Friday 5: Bess Rogers

Originally posted April 27, 2012

Bess Rogers is an in demand multi-instrumentalist who can be found playing with artists such as Jenny Owen Youngs and Ingrid Michaelson, but if you have not heard her music, you are missing out. I’ve been a fan of hers since randomly seeing her play at Rockwood Music Hall in New York City several years ago and I was blown away by her performance. Don’t miss her live if you get the chance.

Bess will be opening for Ingrid Michaelson at Terminal 5 in NYC on May 17th and will be at Hotel Cafe in LA in June. She will also have a video coming out soon for her song “Math and Science”. For more info and tourdates, visit www.bessrogers.com.

What’s the first song you remember hearing?

I don’t think my memory is good enough to answer that question! But if I could take a guess, I’d say it was In My Life by the Beatles. My mom used to sing that song to be as a lullaby and I always loved it.

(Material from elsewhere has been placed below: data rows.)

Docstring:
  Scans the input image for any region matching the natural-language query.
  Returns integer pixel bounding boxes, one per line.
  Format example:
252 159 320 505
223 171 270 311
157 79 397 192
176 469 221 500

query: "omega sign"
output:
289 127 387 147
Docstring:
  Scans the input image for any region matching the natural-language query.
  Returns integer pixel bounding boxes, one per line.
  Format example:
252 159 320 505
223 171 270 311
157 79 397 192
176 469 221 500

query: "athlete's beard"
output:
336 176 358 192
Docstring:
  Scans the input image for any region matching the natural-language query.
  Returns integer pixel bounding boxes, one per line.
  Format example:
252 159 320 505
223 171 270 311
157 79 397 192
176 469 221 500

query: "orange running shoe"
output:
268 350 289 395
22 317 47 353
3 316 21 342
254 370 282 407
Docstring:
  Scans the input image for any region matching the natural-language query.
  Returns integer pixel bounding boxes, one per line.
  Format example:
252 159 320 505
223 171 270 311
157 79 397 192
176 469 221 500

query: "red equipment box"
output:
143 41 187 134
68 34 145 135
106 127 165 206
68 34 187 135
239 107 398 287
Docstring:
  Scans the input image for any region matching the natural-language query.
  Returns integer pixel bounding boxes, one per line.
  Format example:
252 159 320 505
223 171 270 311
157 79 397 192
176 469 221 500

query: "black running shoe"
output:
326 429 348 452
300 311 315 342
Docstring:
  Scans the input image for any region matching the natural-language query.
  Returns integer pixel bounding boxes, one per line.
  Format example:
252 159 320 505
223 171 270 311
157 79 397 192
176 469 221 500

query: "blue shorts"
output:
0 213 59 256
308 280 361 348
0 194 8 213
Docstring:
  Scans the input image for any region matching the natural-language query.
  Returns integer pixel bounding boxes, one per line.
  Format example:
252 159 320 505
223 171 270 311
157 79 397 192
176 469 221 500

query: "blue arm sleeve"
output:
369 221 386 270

It’s remained one of my favorite songs and now I cover it on the ukulele.

You have played with a lot of great musicians but if you could form a band with any 3 musicians (living or dead), who would they be?

Oh man. I think that a band consisting of Robyn, Kate Bush and Weezer (Blue album or Pinkerton era) would produce some crazy awesome, super weird but insanely catchy music. Or on the other hand, they might all hate each other and make something horrible. But I think it would be worth a shot!

Where do you draw your inspiration from when you write songs?

Everything! There are so many things to be inspired by in this world. Sometimes it’s love, sometimes anger, sometimes evolution, the universe, quantum physics, mortality, The Real Housewives of Orange County, the list goes on and on. We all see the world in our own unique way, and I think the job of a songwriter is to express their individual perspective on life in a way that, hopefully, touches other people’s lives. That’s my goal, at least.

What’s the most embarrassing thing that ever happened on stage?

I’ve definitely forgotten how to play songs, broken strings and had to make small talk with the crowd for 20 minutes, been caught in uncontrollable fits of laughter… But none of that was really that embarrassing. I just always laugh at myself and then that way the audience is laughing with me instead of at me!

You’ve said in the past that you’re fortunate that you figured out early in life what you wanted to do. If you weren’t a musician, what would do?

My dream job, if it wasn’t music, would be to write for a comedy show. Maybe SNL or 30 Rock… something like that. I can’t imagine anything more fun that sitting around a table with a bunch of hilarious people and writing jokes. I’m sure it’s hard work too, but in my dream job fantasy it’s all fun.